Stronger models may ignore blunt override directives. They may ask clarifying questions. They may resist low-effort instruction hijacks. But the successful attacks against stronger agents were not necessarily louder. They were more contextual. They worked with the task instead of against it.

That is exactly why “model upgrade” is not a complete mitigation. Agent risk lives in the system around the model: retrieval, memory, tool schemas, permissions, approvals, egress, audit logs, and the business process being automated.

The practical lesson

Treat automated prompt injection as an evaluation method, not only as an attacker capability. If an external researcher can optimize attacks against benchmark agents, your internal security team can optimize tests against your production workflows before someone else does.
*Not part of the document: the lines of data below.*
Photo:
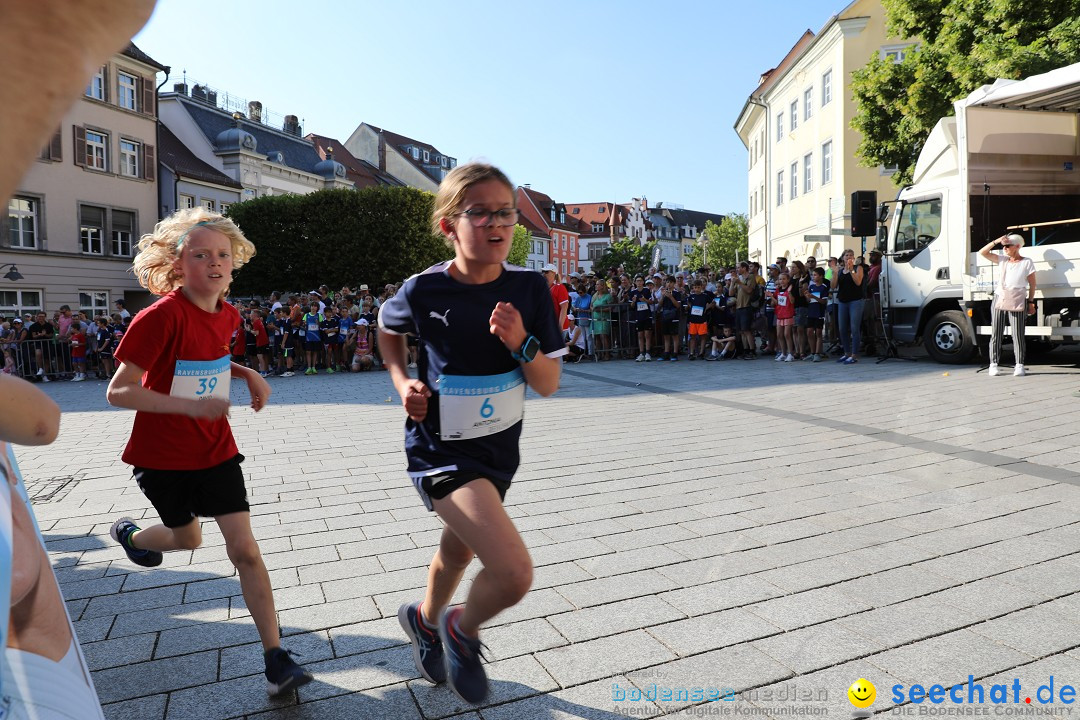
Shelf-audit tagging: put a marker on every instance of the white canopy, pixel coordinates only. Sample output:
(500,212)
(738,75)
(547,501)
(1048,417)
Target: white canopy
(1057,90)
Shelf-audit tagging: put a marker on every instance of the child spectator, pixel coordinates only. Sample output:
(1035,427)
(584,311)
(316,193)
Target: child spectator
(78,340)
(817,294)
(670,303)
(362,356)
(312,337)
(699,301)
(640,301)
(783,301)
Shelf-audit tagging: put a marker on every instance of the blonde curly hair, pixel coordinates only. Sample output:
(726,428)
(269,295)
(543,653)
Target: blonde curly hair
(159,249)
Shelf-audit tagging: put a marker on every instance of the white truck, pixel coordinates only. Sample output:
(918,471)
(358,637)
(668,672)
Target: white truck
(1009,161)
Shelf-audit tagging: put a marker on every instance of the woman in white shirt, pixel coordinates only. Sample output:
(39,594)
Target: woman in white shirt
(1017,282)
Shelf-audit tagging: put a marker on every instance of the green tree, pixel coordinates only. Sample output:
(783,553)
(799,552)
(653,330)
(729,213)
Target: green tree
(520,246)
(628,254)
(375,235)
(720,244)
(961,44)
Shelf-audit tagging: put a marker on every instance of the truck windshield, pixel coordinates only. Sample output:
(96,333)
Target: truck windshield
(919,223)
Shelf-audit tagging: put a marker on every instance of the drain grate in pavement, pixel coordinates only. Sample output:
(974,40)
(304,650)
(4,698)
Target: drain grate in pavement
(50,489)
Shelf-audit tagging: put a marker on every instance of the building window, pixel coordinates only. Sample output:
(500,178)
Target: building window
(97,150)
(129,158)
(96,86)
(19,302)
(123,230)
(126,85)
(94,303)
(91,229)
(23,221)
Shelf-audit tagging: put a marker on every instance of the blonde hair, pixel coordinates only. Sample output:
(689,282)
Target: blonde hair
(454,187)
(159,249)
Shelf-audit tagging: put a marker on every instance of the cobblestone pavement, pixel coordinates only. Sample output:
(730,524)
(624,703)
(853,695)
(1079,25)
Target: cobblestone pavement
(779,530)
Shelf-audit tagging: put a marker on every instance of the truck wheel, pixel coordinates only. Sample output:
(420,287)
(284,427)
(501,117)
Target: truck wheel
(947,338)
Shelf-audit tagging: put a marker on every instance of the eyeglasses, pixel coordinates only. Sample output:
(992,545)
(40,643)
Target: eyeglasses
(481,218)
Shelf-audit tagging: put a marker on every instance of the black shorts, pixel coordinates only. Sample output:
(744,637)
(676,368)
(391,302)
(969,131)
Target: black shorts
(436,487)
(181,494)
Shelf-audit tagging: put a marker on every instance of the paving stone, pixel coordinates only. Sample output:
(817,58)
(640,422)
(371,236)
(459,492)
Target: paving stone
(139,679)
(592,660)
(808,608)
(615,617)
(738,668)
(712,632)
(720,595)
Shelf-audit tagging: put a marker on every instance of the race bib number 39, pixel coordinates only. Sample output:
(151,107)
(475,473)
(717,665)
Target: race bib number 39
(201,379)
(475,406)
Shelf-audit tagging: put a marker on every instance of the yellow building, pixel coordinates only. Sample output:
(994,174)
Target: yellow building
(796,127)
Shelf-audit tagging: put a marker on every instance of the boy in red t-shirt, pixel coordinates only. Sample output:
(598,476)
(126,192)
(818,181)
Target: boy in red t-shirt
(78,340)
(175,371)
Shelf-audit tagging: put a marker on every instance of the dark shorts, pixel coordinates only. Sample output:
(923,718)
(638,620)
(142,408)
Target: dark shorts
(181,494)
(436,487)
(744,318)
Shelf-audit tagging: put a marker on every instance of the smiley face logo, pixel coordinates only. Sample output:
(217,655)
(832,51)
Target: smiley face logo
(862,693)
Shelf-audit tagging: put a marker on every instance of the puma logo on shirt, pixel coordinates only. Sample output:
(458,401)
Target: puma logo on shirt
(442,317)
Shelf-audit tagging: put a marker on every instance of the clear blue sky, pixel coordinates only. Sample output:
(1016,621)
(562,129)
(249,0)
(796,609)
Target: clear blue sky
(586,100)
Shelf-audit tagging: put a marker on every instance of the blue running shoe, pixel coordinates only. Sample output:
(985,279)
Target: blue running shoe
(427,647)
(463,654)
(121,531)
(282,674)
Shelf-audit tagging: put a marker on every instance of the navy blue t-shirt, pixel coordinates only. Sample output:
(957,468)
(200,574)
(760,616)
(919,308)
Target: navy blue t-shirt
(453,322)
(640,295)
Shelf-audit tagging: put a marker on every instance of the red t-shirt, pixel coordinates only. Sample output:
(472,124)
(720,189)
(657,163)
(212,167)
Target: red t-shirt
(785,303)
(79,344)
(558,296)
(173,329)
(260,333)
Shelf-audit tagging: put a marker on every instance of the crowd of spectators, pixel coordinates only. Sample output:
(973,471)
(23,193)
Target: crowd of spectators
(791,310)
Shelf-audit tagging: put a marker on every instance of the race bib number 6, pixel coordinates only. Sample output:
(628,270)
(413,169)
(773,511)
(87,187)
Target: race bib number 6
(475,406)
(202,379)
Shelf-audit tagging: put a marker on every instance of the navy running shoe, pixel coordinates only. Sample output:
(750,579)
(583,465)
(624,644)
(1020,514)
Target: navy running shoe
(121,531)
(282,674)
(427,647)
(464,673)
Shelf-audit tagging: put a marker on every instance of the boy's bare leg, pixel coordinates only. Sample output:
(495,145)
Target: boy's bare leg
(254,579)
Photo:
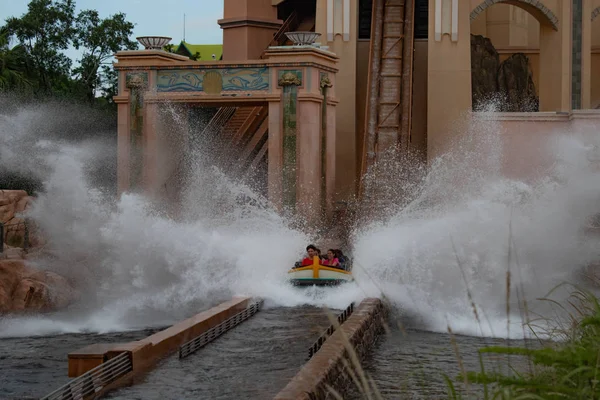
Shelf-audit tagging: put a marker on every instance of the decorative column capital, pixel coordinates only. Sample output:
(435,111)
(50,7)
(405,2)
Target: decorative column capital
(137,80)
(325,82)
(289,79)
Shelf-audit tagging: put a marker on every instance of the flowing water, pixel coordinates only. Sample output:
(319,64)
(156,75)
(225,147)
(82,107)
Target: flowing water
(442,260)
(253,361)
(31,367)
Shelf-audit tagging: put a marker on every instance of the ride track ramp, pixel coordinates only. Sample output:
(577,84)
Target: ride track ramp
(389,88)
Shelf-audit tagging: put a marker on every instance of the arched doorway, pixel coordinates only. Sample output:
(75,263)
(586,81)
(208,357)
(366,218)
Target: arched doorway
(532,29)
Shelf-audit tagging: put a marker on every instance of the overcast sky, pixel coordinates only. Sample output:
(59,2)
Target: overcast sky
(151,17)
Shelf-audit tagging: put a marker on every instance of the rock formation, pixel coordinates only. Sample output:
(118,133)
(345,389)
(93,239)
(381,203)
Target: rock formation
(508,84)
(23,287)
(515,85)
(484,71)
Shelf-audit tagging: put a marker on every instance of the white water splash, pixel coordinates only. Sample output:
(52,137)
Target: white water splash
(138,268)
(468,210)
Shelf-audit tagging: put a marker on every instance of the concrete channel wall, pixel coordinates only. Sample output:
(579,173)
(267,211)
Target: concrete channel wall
(331,366)
(146,352)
What security teams should change this quarter

The control model is straightforward, but it requires moving tests closer to where agents actually act.
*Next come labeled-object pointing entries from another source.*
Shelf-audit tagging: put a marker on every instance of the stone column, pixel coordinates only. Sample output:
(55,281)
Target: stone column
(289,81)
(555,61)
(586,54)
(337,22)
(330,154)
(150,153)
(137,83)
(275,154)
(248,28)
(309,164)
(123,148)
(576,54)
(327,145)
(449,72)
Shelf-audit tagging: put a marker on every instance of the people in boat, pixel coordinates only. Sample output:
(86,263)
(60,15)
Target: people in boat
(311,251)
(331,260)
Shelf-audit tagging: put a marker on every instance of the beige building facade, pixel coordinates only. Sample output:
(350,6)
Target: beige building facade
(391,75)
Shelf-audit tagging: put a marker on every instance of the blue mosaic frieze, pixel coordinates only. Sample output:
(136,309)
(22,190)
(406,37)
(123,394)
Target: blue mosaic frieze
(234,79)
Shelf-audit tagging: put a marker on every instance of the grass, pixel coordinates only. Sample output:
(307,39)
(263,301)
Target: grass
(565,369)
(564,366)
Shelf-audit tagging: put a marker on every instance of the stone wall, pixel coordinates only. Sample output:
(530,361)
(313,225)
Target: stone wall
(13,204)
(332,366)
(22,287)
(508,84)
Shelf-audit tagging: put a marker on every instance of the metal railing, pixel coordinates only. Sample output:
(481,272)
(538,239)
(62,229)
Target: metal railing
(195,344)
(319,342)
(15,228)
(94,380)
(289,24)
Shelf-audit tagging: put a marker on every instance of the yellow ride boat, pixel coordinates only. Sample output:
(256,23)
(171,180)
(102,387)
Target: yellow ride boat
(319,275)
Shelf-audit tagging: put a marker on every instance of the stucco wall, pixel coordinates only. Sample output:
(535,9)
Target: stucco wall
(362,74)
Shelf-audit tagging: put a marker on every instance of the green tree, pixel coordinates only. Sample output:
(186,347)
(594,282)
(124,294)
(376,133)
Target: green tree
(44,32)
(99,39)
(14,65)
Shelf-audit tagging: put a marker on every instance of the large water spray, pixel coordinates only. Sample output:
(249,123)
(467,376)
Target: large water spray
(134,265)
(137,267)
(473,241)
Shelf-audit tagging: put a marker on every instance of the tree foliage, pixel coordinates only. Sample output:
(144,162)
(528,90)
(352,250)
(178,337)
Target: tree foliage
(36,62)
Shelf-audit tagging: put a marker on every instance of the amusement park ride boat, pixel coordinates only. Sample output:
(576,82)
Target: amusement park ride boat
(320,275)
01 - Build workflow attack cases

For each agent, define malicious objectives tied to real tools: send to attacker, delete record, transfer funds, merge code, escalate ticket, alter CRM state.

02 - Test with domain-native data

Do not only test jailbreak phrases. Test invoices, tickets, resumes, pull requests, calendar invites, knowledge base pages, logs, and vendor emails.

03 - Score actions, not answers

A test fails when the wrong tool is called with dangerous arguments, even if the final text response looks polite and compliant.

04 - Add provenance to every tool call

Log which external sources influenced the action. Without provenance, you cannot distinguish a user request from an injected instruction path.

05 - Gate high-impact tools by source

If an action is influenced by untrusted retrieved content, reduce authority: read-only mode, human approval, allowlisted destinations, or dry-run output.

06 - Red team continuously

Automated attacks should run whenever prompts, tools, models, retrieval sources, or business workflows change. One annual red team is stale by design.

Bottom line

Automated prompt injection does not mean every agent can be compromised by a universal magic string. The ETH Zurich study is more interesting than that. It shows that agent compromise is becoming workflow-specific, semantically optimized, and measurable.

That is good news for defenders who are willing to adapt. It means prompt injection testing can move from anecdotes to repeatable evaluation. It also means security teams need to stop treating agents as chat surfaces and start treating them as action pipelines.

The winning program will not be the one with the longest jailbreak blacklist. It will be the one that can answer a sharper question:

For every agent action that matters, what untrusted context could have caused it?